Let me go into more detail with gregorio's post here:
Quote:
Originally Posted by gregorio /img/forum/go_quote.gif
Neuroscience tells us that only a small fraction of the sensory input to the brain is processed, to process it all we would require a brain 5 or so times bigger than it's current size. The vast majority of the sensory input to our brain is discarded, what is left is used to manufacture a model of reality. What sensory information is discarded and what is retained and how the model is constructed depends largely on experience (that's how cultural differences affect audio perception). Which is why it's impossible to predict everyone's responses, we all have different experience.
Yes, subjective experience is a combination of what is heard and how we model that internally (including what we bring to the model that is
not something we heard). So how does this fact affect the strategies we use (1) to design, compose, or perform sound? (2) To evaluate audio equipment?

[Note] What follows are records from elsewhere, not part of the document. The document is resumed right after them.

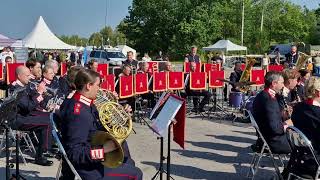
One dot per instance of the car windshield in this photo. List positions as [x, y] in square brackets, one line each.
[115, 54]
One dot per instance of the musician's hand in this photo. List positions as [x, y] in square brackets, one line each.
[115, 94]
[128, 108]
[42, 88]
[109, 146]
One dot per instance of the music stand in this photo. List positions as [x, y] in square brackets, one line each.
[166, 109]
[8, 112]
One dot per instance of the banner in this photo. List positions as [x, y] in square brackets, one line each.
[257, 76]
[198, 80]
[126, 86]
[213, 79]
[159, 81]
[108, 83]
[277, 68]
[187, 67]
[11, 71]
[63, 69]
[211, 67]
[141, 83]
[103, 69]
[1, 72]
[175, 80]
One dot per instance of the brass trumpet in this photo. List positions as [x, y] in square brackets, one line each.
[48, 90]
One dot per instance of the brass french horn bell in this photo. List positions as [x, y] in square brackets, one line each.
[114, 158]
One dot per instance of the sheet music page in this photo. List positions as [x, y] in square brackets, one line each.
[168, 112]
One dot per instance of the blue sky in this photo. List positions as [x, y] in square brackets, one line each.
[68, 17]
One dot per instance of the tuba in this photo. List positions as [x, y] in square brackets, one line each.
[118, 124]
[245, 76]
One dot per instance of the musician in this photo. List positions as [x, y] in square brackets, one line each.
[304, 77]
[26, 119]
[144, 68]
[35, 69]
[93, 65]
[266, 112]
[130, 61]
[81, 122]
[196, 93]
[235, 77]
[192, 57]
[306, 117]
[55, 66]
[168, 67]
[292, 57]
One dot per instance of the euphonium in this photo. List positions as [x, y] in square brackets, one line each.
[245, 76]
[118, 124]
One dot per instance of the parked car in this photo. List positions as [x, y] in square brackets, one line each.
[113, 57]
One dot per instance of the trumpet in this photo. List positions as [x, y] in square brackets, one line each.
[48, 90]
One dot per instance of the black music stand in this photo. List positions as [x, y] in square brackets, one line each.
[8, 114]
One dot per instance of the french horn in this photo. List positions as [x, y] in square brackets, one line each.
[117, 123]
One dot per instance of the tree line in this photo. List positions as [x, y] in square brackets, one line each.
[173, 26]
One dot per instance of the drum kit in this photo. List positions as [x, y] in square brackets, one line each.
[241, 100]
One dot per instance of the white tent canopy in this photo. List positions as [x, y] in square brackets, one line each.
[225, 45]
[41, 37]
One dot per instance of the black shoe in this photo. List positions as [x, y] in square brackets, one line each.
[49, 154]
[194, 110]
[43, 161]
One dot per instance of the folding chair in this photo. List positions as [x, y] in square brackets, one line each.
[61, 149]
[298, 140]
[254, 165]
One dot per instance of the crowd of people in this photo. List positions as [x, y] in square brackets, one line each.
[289, 98]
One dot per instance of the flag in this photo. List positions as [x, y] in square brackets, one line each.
[126, 86]
[213, 79]
[179, 127]
[198, 80]
[257, 76]
[141, 86]
[108, 83]
[1, 72]
[159, 81]
[11, 71]
[277, 68]
[103, 69]
[63, 69]
[187, 67]
[175, 80]
[211, 67]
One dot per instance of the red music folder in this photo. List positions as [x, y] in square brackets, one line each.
[126, 86]
[257, 76]
[159, 81]
[198, 80]
[213, 79]
[11, 71]
[211, 67]
[141, 83]
[175, 80]
[103, 69]
[108, 83]
[187, 67]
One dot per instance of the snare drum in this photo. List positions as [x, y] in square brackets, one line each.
[235, 99]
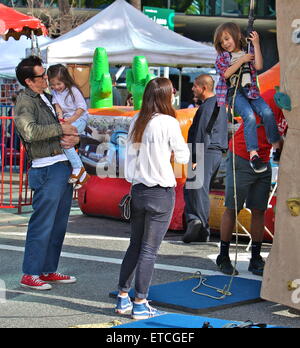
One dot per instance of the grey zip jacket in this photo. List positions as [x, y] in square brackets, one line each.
[38, 127]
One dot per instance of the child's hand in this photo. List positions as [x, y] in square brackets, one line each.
[254, 38]
[247, 58]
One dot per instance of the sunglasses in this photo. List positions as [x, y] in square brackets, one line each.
[42, 75]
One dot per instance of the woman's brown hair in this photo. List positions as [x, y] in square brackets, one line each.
[232, 29]
[157, 99]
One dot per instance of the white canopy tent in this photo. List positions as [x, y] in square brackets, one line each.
[125, 33]
[12, 51]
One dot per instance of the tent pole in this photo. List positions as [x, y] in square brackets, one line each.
[180, 86]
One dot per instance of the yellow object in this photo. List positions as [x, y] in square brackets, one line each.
[217, 209]
[292, 285]
[294, 206]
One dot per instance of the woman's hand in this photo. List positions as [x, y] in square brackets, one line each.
[254, 38]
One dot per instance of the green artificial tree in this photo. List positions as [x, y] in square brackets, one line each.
[100, 81]
[137, 78]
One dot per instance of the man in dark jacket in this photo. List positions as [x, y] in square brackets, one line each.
[209, 129]
[42, 135]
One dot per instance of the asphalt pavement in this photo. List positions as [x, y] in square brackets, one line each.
[93, 251]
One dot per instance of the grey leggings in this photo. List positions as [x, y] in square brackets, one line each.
[152, 209]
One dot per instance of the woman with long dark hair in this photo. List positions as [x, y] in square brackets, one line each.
[154, 137]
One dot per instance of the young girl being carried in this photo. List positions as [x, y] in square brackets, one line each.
[70, 107]
[232, 56]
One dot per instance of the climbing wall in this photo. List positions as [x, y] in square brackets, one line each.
[281, 281]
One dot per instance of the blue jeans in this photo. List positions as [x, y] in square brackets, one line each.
[246, 108]
[152, 209]
[47, 226]
[71, 154]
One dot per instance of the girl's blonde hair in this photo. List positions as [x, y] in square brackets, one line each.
[233, 30]
[60, 72]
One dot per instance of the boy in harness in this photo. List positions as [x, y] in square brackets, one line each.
[237, 88]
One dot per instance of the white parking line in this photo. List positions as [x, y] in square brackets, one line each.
[163, 267]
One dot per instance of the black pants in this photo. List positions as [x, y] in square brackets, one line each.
[152, 209]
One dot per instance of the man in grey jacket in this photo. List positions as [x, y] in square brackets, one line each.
[209, 128]
[43, 137]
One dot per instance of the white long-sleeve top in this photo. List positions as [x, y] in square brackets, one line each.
[151, 166]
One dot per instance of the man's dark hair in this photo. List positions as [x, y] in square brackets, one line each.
[25, 69]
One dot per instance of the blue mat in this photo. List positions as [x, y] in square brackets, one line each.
[175, 321]
[179, 295]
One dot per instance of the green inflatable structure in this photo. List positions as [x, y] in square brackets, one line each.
[100, 81]
[137, 78]
[101, 91]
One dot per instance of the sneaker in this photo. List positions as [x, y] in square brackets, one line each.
[258, 165]
[276, 156]
[58, 278]
[257, 265]
[82, 182]
[225, 266]
[75, 177]
[34, 282]
[144, 311]
[124, 305]
[195, 232]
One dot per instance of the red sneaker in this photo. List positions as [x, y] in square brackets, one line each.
[58, 278]
[34, 282]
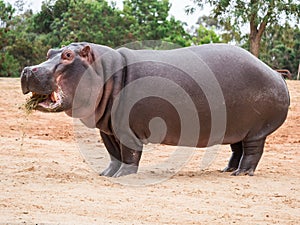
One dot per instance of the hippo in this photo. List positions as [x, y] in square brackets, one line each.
[196, 96]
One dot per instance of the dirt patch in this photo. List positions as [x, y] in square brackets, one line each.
[44, 178]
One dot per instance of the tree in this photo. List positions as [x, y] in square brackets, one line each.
[257, 14]
[8, 64]
[280, 47]
[150, 22]
[205, 36]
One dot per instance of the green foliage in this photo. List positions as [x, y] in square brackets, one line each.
[9, 66]
[280, 47]
[206, 36]
[233, 15]
[149, 21]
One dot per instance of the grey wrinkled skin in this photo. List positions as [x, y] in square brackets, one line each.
[139, 96]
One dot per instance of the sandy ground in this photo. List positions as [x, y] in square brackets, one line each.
[49, 175]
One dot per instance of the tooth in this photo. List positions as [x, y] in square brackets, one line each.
[54, 96]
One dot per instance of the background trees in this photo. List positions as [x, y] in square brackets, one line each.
[25, 36]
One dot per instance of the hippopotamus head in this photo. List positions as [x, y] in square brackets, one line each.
[70, 80]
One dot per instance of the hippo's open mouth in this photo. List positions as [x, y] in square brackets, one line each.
[46, 103]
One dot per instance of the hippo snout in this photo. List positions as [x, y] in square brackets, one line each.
[38, 80]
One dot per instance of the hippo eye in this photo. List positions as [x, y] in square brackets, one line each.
[67, 55]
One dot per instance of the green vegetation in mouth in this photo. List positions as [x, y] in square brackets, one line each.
[33, 102]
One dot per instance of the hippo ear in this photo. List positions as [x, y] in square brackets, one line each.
[87, 54]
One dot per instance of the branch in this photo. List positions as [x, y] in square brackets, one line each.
[266, 19]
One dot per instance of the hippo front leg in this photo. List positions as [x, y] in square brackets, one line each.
[253, 151]
[113, 148]
[130, 161]
[234, 161]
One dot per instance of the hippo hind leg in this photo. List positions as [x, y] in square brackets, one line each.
[252, 152]
[234, 161]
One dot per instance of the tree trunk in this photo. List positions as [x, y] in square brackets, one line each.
[298, 76]
[255, 45]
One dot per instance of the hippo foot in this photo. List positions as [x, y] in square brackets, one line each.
[126, 169]
[113, 167]
[228, 169]
[240, 172]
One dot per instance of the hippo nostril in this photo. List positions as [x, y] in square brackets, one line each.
[24, 80]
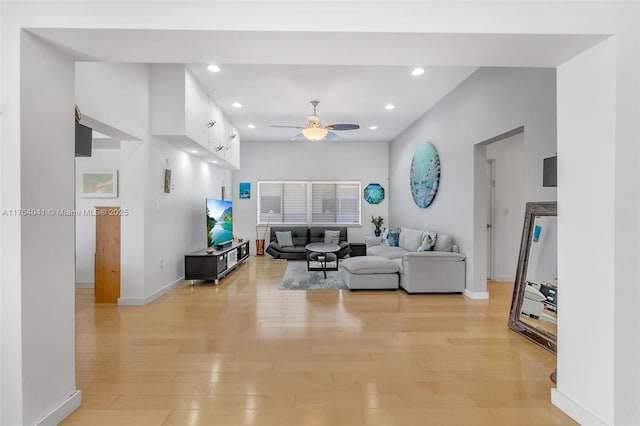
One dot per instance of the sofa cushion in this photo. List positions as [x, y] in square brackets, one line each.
[316, 233]
[370, 265]
[331, 237]
[299, 234]
[284, 239]
[443, 243]
[428, 241]
[410, 239]
[389, 252]
[393, 237]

Now let me point out how, over and over, you make a contrast between "what we heard" and "reality"--
Quote:
The McGurk Effect proves that our perception of what we hear is a rather vague approximation of the sound entering our ears and that the approximation we create can easily be fooled. (i.e. the sound entering our ears vs the internal model)
they are able to perceive more accurately what they are hearing
They have effectively trained their brains to retain more aural information and to build a more accurate perception of what they hear. (ie. one can train to have a more accurate perception)
their perception is far from truly accurate, bearing in mind that the ear is non-linear device in the first place. (i.e. non-linearity makes the ear fallible)
The audiophiles have trained their hearing against abstract values and the audio professionals (should) have trained their hearing against measured reality. (ie. trainable to improve "reality"; implication that measurements are reality)
partly about the measurements and reality of sound waves (
Then we can see the reason why you feel so strongly about this:
Quote:
I would go as far as to say that my understanding of the perception of hearing vs. the reality of sound waves is more than partly responsible for my professional survival and success.
I think that you are good at what you do because you know what you want and how to get it. I think the way you express your underlying philosophy is nonsense, but I don't know if that directly compromises your work.
On the other hand, I would not hire you to design equipment for me, that's for sure.
Let me try to make my own viewpoint clear.
First, let's go back to a time before recording. All we had was live music. Let's say we have a young student learning the violin. The violin teacher asks him to play in a certain way. He makes an attempt. He gets it partly right. He can hear that it was wrong, but he's not sure why. Maybe it was too fast, too slow. Too dark a tone, too bright. Too much attack. Too smooth. Could be anything. But he's not sure.
The teacher can tell more precisely what he did wrong. She has trained her ear. She can guide the student to make changes in the way he plays.
When he is young, he gives a recital. He doesn't play all that well, and the audience can tell that. The audience is made mostly of non-musicians, so they can't say in detail what's wrong.
But over time, with the guidance of the expert ear of the teacher, he gains skill. His own ear improves so that he can guide himself more precisely.
He gives a recital. People in the audience who are not musicians can hear the improvement. Again, they can't say in detail why it's better, but they certainly can tell.
So what is the importance of having a good ear? One thing is the ability to navigate your choices toward the desired goal. If you can tell more precisely what's going on, you stand a better chance of guiding the process. But there is a
caveat, see below.
Now let's bring in the idea of measurements. Let's say we have a tuner device that tells the student if he is sharp or flat from the expected pitch in a given tuning system. This can help him to improve his pitch. Before his own ear can hear clearly, the device can tell him what he's doing.
But the situation is not that simple. There is no single tuning system, and violinists are free to choose how to tune notes and chords. So how do they choose a precise pitch? By judging the subjective experience it creates.
Listening and
subjective experience are primary.
What if the student came to his teacher and said, "I used the tuner device and I think it's improved my playing." Then the teacher listens to the student and says, "No, I'm sorry but the overall effect has been made worse."
Now suppose the student said, "Well, you know teacher, you are just a fallible human being with a non-linear ear, and the tuner is a device that
measures reality so I'm sticking with my way."
I think it's easy to see how silly that student is being.
Now the caveat about having a good ear-- let's say your ear is 10 times better than the average person's. But let's say you are making music to be heard by an average person. Why does having a good ear help, then? After all they won't hear it the same way you do. I claim the primary benefit is the ability to guide the process toward a result that
can be perceived by an average person.
Perceived. In other words, perception is still primary.